Harada-Osa-Kurose-Mukuta Lab.

Abstracts of papers published in 2023

Pattern Recognition

Correlated and individual feature learning with contrast-enhanced MR for malignancy characterization of hepatocellular carcinoma
Yunling Li, Shangxuan Li, Hanqiu Ju, Tatsuya Harada, Honglai Zhang, Ting Duan, Guangyi Wang, Lijuan Zhang, Lin Gu, Wu Zhou
XinyueHu23 Malignancy characterization of hepatocellular carcinoma (HCC) is of great importance in patient management and prognosis prediction. In this study, we propose an end-to-end correlated and individual feature learning framework to characterize the malignancy of HCC from Contrast-enhanced MR. From the phases of pre-contrast, arterial and portal venous, our framework simultaneously and explicitly learns both the shareable and phase-specific features that are discriminative to malignancy grades.
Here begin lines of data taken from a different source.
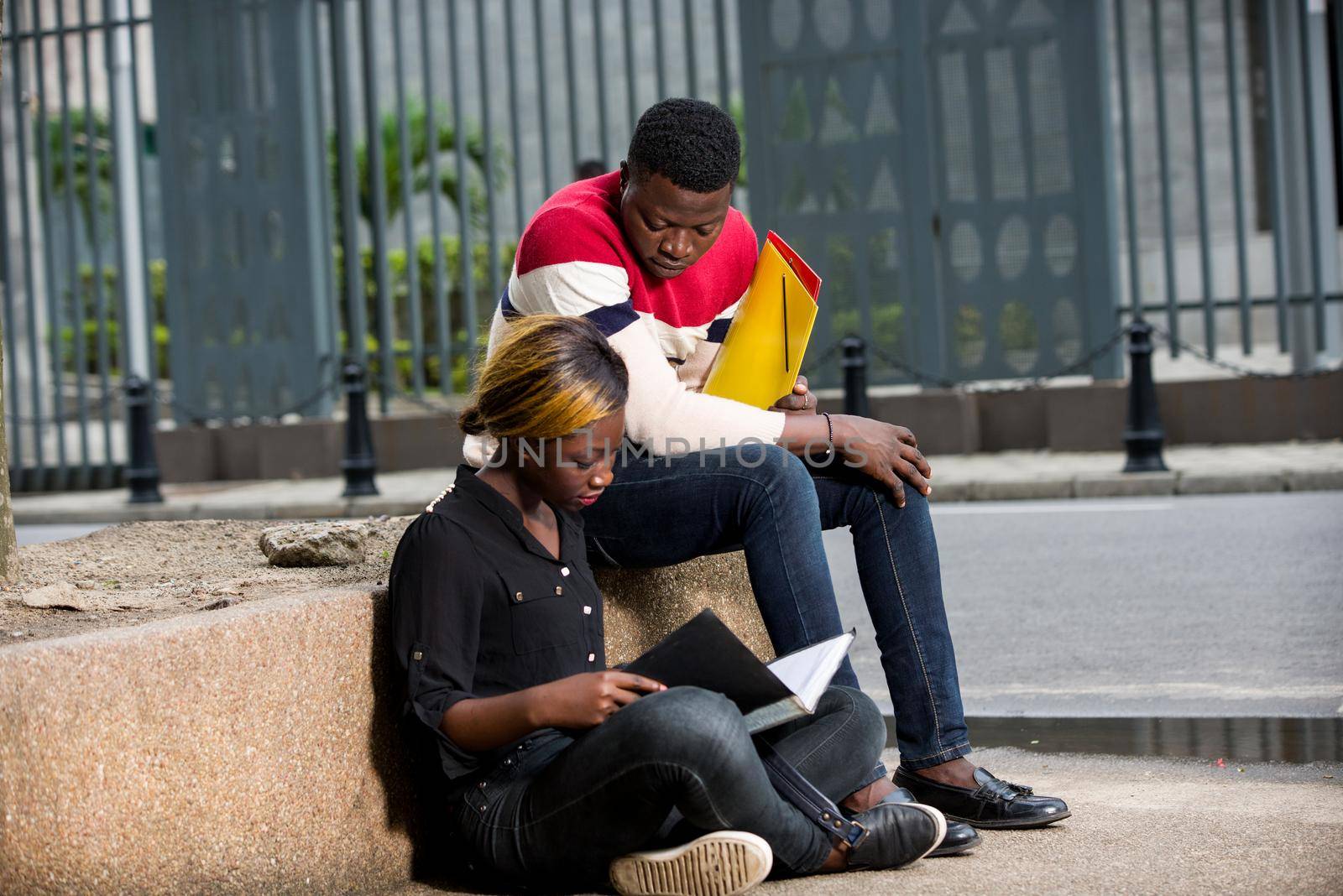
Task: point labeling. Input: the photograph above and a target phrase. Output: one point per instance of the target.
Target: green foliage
(400, 304)
(89, 175)
(86, 309)
(1017, 327)
(420, 148)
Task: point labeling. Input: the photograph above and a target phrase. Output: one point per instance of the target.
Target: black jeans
(562, 810)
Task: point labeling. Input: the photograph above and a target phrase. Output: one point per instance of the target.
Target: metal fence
(1228, 121)
(76, 150)
(228, 196)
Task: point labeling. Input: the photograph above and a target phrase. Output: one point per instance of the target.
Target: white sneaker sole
(940, 820)
(720, 864)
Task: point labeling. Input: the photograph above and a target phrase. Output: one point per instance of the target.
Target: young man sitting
(656, 257)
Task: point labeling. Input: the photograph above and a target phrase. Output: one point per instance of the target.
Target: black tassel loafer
(994, 804)
(959, 837)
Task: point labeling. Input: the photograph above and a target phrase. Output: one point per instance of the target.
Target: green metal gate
(944, 165)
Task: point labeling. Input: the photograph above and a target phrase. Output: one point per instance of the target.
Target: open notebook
(705, 654)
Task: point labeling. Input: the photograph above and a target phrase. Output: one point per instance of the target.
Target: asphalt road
(1175, 607)
(1186, 607)
(40, 534)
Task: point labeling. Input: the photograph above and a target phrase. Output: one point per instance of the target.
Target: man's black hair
(691, 143)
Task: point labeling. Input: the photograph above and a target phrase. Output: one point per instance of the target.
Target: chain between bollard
(1231, 367)
(923, 378)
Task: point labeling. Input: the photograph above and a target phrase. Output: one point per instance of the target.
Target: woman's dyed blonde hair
(548, 378)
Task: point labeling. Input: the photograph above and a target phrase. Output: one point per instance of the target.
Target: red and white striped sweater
(574, 259)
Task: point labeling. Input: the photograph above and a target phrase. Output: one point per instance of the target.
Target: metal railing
(1269, 263)
(517, 112)
(447, 122)
(66, 175)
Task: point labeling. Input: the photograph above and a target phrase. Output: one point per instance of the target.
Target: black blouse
(480, 608)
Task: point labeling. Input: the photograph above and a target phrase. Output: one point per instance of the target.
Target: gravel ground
(140, 571)
(1138, 826)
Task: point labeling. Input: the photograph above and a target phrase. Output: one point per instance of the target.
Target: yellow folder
(762, 353)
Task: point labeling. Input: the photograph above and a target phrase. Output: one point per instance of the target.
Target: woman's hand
(801, 400)
(886, 452)
(588, 699)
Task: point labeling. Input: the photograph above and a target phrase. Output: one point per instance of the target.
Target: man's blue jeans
(774, 506)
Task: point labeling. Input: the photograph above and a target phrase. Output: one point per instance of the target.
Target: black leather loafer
(993, 804)
(897, 835)
(959, 837)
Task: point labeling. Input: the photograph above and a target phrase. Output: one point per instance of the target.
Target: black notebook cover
(705, 654)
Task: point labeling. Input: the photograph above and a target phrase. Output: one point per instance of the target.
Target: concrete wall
(252, 748)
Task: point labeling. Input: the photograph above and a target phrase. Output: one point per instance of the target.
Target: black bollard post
(1143, 432)
(359, 463)
(854, 365)
(143, 470)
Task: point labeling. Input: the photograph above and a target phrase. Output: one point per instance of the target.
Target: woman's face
(577, 468)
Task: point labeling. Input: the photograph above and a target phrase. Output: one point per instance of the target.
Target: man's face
(669, 227)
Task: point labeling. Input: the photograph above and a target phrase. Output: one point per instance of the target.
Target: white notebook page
(809, 671)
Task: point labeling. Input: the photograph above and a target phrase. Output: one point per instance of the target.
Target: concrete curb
(1090, 484)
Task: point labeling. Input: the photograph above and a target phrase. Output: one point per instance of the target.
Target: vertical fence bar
(463, 190)
(604, 140)
(1242, 280)
(1303, 9)
(571, 86)
(378, 187)
(1275, 154)
(658, 54)
(13, 403)
(515, 118)
(631, 96)
(543, 90)
(720, 31)
(76, 300)
(326, 192)
(692, 69)
(1205, 259)
(1338, 67)
(407, 217)
(1135, 289)
(356, 313)
(1163, 149)
(30, 273)
(118, 195)
(443, 329)
(49, 266)
(151, 344)
(488, 133)
(96, 246)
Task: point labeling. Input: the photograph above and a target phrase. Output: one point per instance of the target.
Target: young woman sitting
(562, 772)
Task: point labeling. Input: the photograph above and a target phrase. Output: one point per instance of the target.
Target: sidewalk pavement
(1138, 826)
(1194, 470)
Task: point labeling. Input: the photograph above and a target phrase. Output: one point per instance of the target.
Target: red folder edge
(809, 278)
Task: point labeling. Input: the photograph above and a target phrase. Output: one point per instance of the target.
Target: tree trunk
(8, 548)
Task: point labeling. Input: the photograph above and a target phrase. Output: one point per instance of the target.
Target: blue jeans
(774, 506)
(559, 812)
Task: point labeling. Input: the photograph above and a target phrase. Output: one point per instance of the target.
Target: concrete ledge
(1041, 488)
(1123, 484)
(1228, 483)
(250, 748)
(1315, 481)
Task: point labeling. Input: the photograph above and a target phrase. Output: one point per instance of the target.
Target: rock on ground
(326, 544)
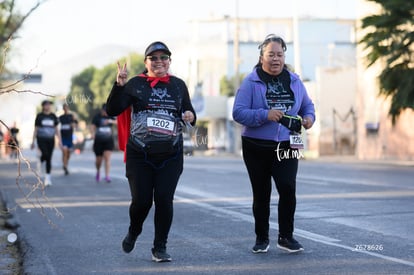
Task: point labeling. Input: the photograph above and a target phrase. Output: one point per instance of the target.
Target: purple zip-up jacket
(250, 108)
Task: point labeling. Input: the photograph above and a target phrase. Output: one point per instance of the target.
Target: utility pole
(296, 40)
We evaluate our method on the Contrast enhanced MR of 112 consecutive patients with 117 histologically proven HCCs. Experimental results demonstrate that arterial phase yields better results than portal vein and pre-contrast phase. Furthermore, phase specific components show better discriminant ability than the shareable components. Finally, combining the extracted shareable and individual features components has yielded significantly better performance than traditional feature fusion methods. We also conduct t-SNE analysis and feature scoring analysis to qualitatively assess the effectiveness of the proposed method for malignancy characterization.

SIGKDD Conference on Knowledge Discovery and Data Mining (KDD 2023)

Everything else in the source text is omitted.